A handful of people voiced some opposition to a request from custom home builder Dave Funk to make two lots out of one at 474 Simcoe St. at a council meeting Nov. 7.
Before he can demolish the existing house and build two new ones, the lot needs to be severed and rezoned.
That was the request before council.
Several residents, and some councillors, raised concerns that when the existing house comes down to make room for two new ones it will mean the death of healthy and well-established trees on the lot.
“In that block, those trees, they really form lots of shade. And they’re really mature,” said Coun. Wendy Cheropita.

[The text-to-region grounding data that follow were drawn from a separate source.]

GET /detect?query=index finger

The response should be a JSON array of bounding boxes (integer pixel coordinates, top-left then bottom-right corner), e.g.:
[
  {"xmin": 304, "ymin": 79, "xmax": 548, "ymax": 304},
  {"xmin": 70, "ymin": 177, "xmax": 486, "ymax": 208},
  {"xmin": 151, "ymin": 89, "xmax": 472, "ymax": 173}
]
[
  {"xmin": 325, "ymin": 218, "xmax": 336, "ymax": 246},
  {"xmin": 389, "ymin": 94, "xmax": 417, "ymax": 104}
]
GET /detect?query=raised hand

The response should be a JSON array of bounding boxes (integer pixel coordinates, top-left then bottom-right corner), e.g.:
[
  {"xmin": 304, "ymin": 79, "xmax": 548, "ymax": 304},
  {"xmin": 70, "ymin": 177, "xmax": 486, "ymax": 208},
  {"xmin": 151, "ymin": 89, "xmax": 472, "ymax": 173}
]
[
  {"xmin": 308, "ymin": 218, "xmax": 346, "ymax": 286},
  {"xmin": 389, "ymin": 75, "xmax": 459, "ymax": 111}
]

Resident Keith Kennedy said larger trees store more carbon dioxide and do more to keep the air clean than small trees.
“The bigger the tree gets, the better it is for climate,” he said.
He voiced concerns about how the tree loss would impact water drainage in the area.
William Heikoop, a planner representing Funk, said eight trees would need to be removed for the project to go forward. Three of them are in the front yard.
Heikoop said he and his team could revisit their tree protection plan when designing the driveways for the two homes.
The oldest tree is 102 years old, according to an arborist report submitted with the planning application.
Resident Stuart McCormack said the town has an obligation under its official plan to preserve healthy trees.
“Existing trees must not be unnecessarily removed and that wherever possible existing trees should be preserved and protected,” the official plan states.
The plan also states that when trees “must be removed,” new ones should be planted to replace them.
“This proposal maximizes tree loss,” McCormack said.
This was an environmental issue for Simcoe Street resident Beatrice Ombuki-Berman.
Canada is getting warmer and she’s seeing less snow than she used to.
“Due to climate change, we all have to care,” Ombuki-Berman said.
Coun. Maria Mavridis said some of the neighbouring houses were new and trees had been cut down to make way for them in the past.
“It was OK then but not OK now?” she asked.
Head planner Kirsten McCauley said each application is reviewed on its own merits and surrounding properties are considered as part of the review.
McCormack also said the proposal to split the lot is a classic case of an owner wanting to “make not more money, but the most money” on a property.
This elicited applause from the audience.
It’s not council’s responsibility to help developers maximize profits on their investments, he argued.
The two new houses would be “sticking out like sore thumbs” if they are built, he added.
Resident Barry Solomon also objected to what he saw as developers taking “no interest in the people who are going to be living looking at the structures they make.”
He and Ombuki-Berman both took issue with the lack of architectural drawings submitted with Funk’s severance application.
“Why is that information is being hid from us?” Ombuki-Berman asked.
She suggested it’s because the owner doesn’t want people to see the potential “damage” from the planned houses.
Heikoop said he had no drawings to share because there are no buyers for the future lots yet and the homes would be custom-built.
The request to sever the lot would come with a later application, Heikoop explained.
But in the meantime, he is asking for zoning changes that would allow the builder to make homes with 36 per cent lot coverage instead of 33 per cent.
He said this would allow the builder to install decks and covered porches.